La felicidad es el gozo o dicha que se deriva de haber conseguido un determinado bien, por la plenitud o perfección personal que esto último conlleva. El gozo es la resonancia interior de haber conseguido un bien objetivo, una perfección; por tanto, la felicidad no puede lograrse directamente. Sugiero expresarlo de forma más sencilla y operativa: “a la felicidad por la perfección”.
Decía Séneca que hay que enseñar a los jóvenes a vivir honestamente, conforme a la virtud, porque en la virtud reside el sumo bien y la felicidad del ser humano.
La vida honesta que propone Séneca es similar a la “vida buena” que había propuesto Sócrates cuatro siglos antes. Sócrates optó por la “vida buena”, a costa de sacrificar la “buena vida”, hasta el extremo de morir por defender la verdad sin componendas. La vida buena se orienta a un “mejor vivir” (vida con más calidad moral); la buena vida se orienta, en cambio, a un “vivir mejor” (más bienestar material). Sócrates prefirió la muerte a renunciar a sus convicciones. Fue un ejemplo de vida coherente y un modelo vivo para sus discípulos: enseñaba lo que vivía.
Para Aristóteles la persona necesita una seguridad que no es la que proporciona el exceso de cosas; la seguridad está en el nomos, en la concordia de hombres libres que buscan la “vida buena”. La felicidad no está en lo efímero, sino en la vida virtuosa; por eso aconsejaba vivir y obrar bien (eudaimonía), lo que incluía llevar una vida austera.

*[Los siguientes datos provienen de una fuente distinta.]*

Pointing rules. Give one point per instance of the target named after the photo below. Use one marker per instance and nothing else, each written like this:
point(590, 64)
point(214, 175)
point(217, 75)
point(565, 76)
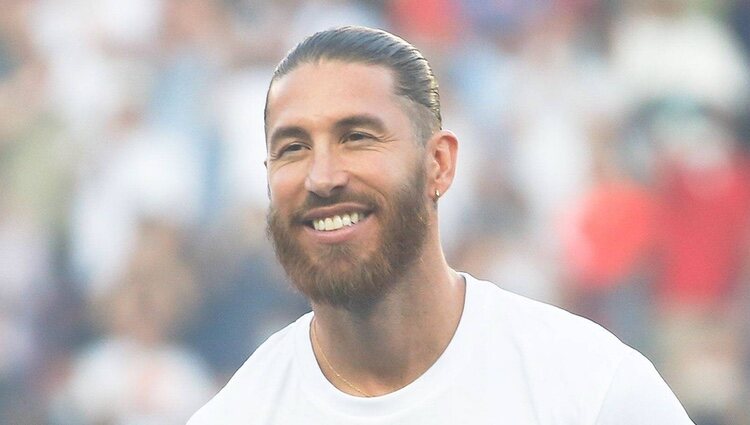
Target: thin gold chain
point(330, 366)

J. Pieper sostiene que la suma felicidad del hombre se encuentra en la contemplación. La contemplación es un conocer encendido por el amor. Feliz es quien contempla el bien que ama y quien se entrega a ese bien. Es sólo la presencia de lo amado lo que nos hace felices. Luego el amor es el presupuesto indispensable de la felicidad.
Para Ortega y Gasset “felicidad es la vida dedicada a ocupaciones para las cuales cada hombre tiene singular vocación”. La felicidad se produce cuando coincide nuestra “vida proyectada”, que es aquello que queremos ser, con “nuestra vida efectiva”.

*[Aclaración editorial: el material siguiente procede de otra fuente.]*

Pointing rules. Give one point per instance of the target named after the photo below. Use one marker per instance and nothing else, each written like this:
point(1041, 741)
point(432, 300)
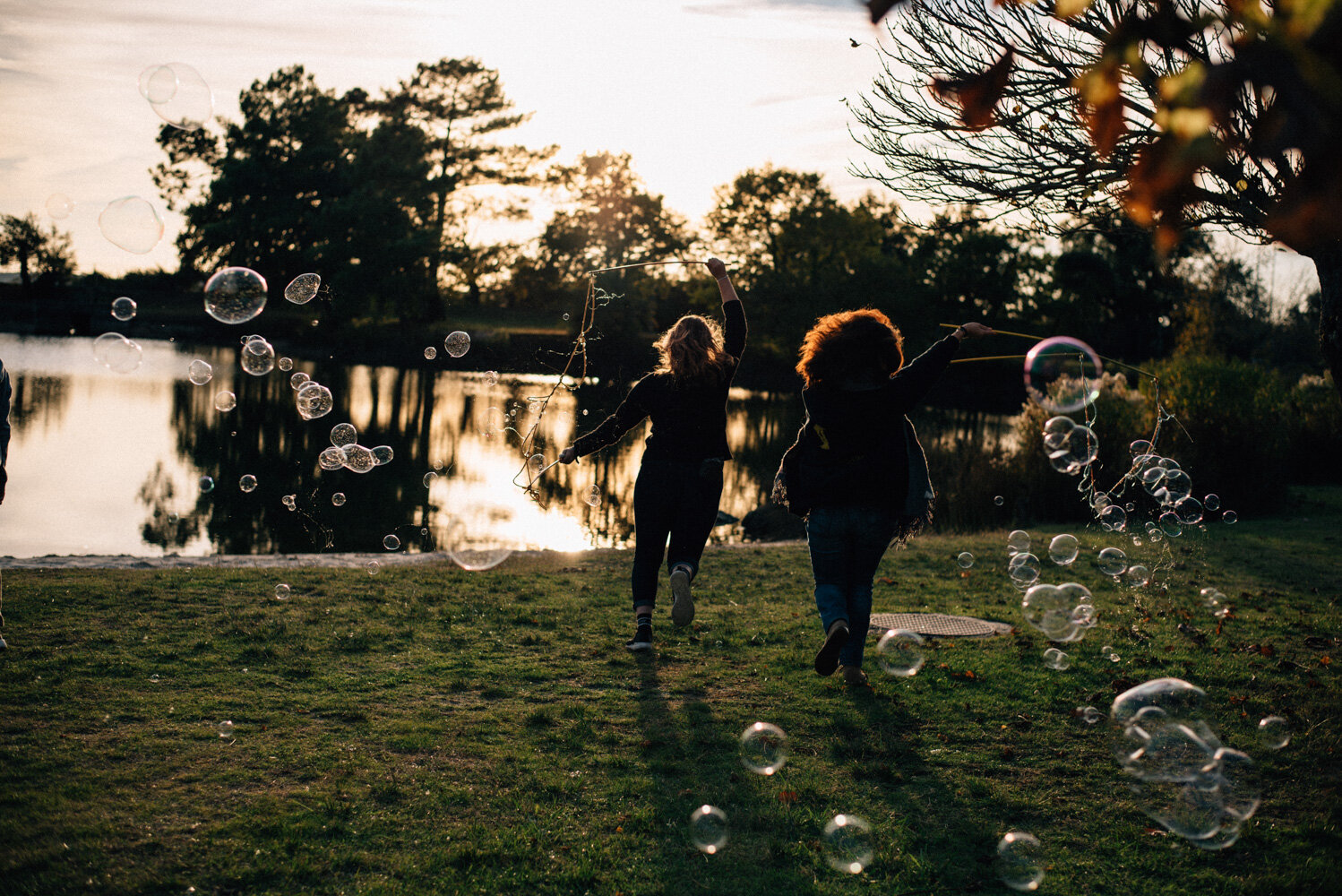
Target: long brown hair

Dado que la felicidad es el principal fin de la vida humana y dado que no es fácil alcanzarla, el objetivo fundamental de la educación es preparar para la vida feliz. Lo más adecuado no son las disertaciones sobre la felicidad, sino el ejemplo de unos padres que son felices. “Largo es el camino de los preceptos, pero breve y eficaz el de los ejemplos” (Séneca).

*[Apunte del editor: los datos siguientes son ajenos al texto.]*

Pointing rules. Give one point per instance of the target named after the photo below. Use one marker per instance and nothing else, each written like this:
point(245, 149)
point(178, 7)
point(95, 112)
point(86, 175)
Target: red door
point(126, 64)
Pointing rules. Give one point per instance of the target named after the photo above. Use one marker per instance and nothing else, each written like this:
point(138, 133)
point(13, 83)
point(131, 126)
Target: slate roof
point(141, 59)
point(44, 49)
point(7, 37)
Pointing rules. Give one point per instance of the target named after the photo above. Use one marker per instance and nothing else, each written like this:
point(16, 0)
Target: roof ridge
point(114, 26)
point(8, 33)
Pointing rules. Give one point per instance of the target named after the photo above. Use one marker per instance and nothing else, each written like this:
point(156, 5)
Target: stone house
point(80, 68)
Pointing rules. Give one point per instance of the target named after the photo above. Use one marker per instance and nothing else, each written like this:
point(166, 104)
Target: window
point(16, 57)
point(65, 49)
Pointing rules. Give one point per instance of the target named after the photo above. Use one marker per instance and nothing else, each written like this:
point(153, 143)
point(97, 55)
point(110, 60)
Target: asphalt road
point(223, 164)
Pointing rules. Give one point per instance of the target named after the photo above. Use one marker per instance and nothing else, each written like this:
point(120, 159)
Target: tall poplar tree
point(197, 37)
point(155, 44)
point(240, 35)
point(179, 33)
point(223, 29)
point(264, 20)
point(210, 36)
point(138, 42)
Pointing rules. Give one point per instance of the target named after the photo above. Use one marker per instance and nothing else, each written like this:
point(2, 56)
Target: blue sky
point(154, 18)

En la familia, ámbito natural de educación, es donde, en principio, existen más posibilidades para aprender a ser feliz. Esto es así porque la familia es un conjunto de personas unidas por lazos de amor que crecen juntas. Es el lugar en el que un hijo puede ser más plenamente el mismo, al sentirse querido por lo que es y no por lo que vale; también porque en la familia se aprende a querer desde la vivencia de sentirse querido.
La persona es un ser de intimidad. La intimidad es el espacio que cada persona necesita para estar consigo misma, encontrarse, poseerse y, como consecuencia, estar abierta a la felicidad. Por eso es fundamental ayudar a los hijos a descubrir y cultivar su riqueza interior, por ejemplo sus sentimientos más nobles o sus talentos ocultos; ese “sacar de dentro afuera” es la tarea del educador.
El camino que lleva a la felicidad se puede enseñar con una educación familiar con características como las que menciono a continuación.
Padres que promueven, con su ejemplo por delante, actitudes positivas frente a las adversidades; que enseñan a afrontar las frustraciones; que fomentan el comportamiento autónomo de los hijos en las sucesivas edades; que ayudan a cada hijo a averiguar qué es lo que quiere en la vida (sin confundirlo con lo que desea o apetece); que crean una relación de confianza con los hijos que posibilita la libre expresión de emociones y sentimientos; que crean ambiente hogareño de optimismo y alegría.